Depuis Carnet d'adresse, clic droit sur le nom du groupe puis " Envoyer un courrier électronique à "Essai_d'envoi"
Dans les préférences de Mail, "Lors d'un envoi groupé, afficher toutes les adresses" est coché.

*RÉSULTAT 01*
Le mail arrive, sans surprise, avec tous les autres destinataires visibles en "À" _(pour Mail et Entourage et OutLook sur Os9)_
A proscrire dans mon cas, lapidation assurée !!!

=====================================

*TEST 02* _(depuis Carnet d'Adresse)_

Depuis Carnet d'adresse, clic droit sur le nom du groupe puis " Envoyer un courrier électronique à "Essai_d'envoi"
Dans les préférences de Mail, "Lors d'un envoi groupé, afficher toutes les adresses" n'est pas coché.

*RÉSULTAT 02*
Le mail arrive et on y trouve aucun autre destinataire.
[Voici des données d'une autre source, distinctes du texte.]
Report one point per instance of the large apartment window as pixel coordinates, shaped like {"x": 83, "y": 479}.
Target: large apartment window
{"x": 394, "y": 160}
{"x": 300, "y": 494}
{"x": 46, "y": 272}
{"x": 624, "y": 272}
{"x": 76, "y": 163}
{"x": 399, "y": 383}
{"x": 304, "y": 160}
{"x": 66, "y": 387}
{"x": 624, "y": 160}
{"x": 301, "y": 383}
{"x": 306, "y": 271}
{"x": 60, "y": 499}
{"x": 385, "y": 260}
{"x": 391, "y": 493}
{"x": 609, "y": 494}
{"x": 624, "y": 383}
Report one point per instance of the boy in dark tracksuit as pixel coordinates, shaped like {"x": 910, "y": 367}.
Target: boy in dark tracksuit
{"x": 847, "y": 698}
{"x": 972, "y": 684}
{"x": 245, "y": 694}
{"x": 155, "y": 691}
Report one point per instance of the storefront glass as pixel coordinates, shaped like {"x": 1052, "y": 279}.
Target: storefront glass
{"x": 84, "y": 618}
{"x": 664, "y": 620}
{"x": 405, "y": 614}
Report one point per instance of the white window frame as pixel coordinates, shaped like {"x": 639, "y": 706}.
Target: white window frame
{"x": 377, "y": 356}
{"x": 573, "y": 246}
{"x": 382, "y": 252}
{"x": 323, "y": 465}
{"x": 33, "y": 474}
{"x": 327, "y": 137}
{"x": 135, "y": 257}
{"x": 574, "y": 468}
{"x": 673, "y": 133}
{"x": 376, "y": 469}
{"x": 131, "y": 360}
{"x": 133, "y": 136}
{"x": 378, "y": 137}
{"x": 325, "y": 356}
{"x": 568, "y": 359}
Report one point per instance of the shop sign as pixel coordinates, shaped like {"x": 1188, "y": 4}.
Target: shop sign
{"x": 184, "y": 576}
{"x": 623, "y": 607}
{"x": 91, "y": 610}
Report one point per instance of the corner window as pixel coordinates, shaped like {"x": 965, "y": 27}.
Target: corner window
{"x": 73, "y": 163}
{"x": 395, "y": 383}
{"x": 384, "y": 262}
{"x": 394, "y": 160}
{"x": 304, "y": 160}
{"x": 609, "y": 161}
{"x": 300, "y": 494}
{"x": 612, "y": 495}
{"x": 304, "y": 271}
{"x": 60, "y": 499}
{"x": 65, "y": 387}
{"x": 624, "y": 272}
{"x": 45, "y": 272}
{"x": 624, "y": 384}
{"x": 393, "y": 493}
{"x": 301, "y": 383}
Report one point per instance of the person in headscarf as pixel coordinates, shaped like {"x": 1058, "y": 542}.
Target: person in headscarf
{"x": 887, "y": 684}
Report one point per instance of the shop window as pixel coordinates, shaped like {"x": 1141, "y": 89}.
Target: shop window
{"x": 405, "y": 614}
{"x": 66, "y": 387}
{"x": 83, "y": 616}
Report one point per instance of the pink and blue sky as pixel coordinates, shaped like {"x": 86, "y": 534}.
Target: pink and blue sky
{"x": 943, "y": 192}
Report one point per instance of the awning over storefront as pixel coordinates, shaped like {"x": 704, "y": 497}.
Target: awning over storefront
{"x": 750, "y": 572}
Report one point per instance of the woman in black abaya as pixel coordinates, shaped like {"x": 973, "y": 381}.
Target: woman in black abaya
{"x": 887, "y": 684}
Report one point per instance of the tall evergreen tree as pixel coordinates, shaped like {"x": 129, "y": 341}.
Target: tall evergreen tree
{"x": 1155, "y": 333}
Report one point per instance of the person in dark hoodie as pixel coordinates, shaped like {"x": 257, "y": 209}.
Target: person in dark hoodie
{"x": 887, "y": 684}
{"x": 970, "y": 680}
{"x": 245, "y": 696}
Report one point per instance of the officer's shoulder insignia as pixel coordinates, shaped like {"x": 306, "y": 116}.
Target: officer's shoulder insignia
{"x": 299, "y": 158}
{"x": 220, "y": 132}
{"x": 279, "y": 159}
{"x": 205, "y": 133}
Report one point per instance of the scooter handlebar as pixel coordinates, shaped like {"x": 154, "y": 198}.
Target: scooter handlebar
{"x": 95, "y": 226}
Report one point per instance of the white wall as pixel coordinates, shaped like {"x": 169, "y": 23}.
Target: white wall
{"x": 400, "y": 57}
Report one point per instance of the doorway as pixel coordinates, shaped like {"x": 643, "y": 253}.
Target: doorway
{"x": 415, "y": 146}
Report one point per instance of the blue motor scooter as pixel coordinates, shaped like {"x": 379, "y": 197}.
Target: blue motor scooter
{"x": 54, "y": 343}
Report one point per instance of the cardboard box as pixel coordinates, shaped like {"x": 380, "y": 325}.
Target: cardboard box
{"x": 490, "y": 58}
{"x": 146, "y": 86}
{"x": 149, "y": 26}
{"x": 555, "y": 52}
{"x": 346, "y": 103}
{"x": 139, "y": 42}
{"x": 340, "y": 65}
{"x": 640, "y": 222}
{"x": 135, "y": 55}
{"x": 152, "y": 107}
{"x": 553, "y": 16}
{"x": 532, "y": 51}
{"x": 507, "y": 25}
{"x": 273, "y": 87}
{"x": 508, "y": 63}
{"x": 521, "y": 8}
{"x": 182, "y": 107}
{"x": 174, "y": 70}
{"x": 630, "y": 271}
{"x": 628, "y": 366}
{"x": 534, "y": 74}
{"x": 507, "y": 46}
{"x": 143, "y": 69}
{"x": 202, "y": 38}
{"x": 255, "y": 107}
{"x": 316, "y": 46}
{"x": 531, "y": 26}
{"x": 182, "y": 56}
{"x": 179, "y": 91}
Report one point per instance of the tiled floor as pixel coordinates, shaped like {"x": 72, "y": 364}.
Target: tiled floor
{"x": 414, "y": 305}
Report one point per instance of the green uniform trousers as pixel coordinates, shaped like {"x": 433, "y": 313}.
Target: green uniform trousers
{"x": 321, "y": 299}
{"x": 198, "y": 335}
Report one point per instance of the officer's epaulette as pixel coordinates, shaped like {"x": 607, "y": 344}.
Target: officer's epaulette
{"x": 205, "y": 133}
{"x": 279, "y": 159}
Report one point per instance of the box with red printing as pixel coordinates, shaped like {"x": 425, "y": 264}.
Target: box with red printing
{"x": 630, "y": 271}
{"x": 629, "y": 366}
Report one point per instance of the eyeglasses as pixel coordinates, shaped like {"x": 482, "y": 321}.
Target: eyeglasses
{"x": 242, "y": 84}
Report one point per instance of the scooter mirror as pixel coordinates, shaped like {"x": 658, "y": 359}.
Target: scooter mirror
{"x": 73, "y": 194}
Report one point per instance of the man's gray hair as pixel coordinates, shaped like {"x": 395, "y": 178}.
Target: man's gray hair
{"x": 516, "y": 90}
Par contre, il vient de "Essai_d'envoi@orange.fr" et non pas de "monadresse@blablabla"
Par contre, ce qui est important ici, c'est cette préférence de Mail "Lors d'un envoi groupé, afficher toutes les adresses" car c'est elle qui fait la différence entre le test 01_(on voit tout le monde)_ et le test 02 _(on voit personne)_.

=====================================

*TEST 03* _(depuis Mail)_

Cette fois, j'ai laissé vide "" le champ "À" et j'ai mis "Essai_d'envoi" dans CCi
Dans les préférences de Mail, "Lors d'un envoi groupé, afficher toutes les adresses" n'est pas coché.

*RÉSULTAT 03*
"le 4 comme le 3, c'est parfait, puisque les entetes longs (sous mail 3.2) ne mentionnent que mon adresse:" dixit Daniel.
Le mail arrive et on y trouve aucun autre destinataire. Par contre, il vient de "undisclosed-recipients: ;" et non pas de "monadresse@blablabla" ce qui fait dire à Amandine que "le fait de ne rien mettre dans( A) peu donner la puce à l'oreille aux autres correspondants".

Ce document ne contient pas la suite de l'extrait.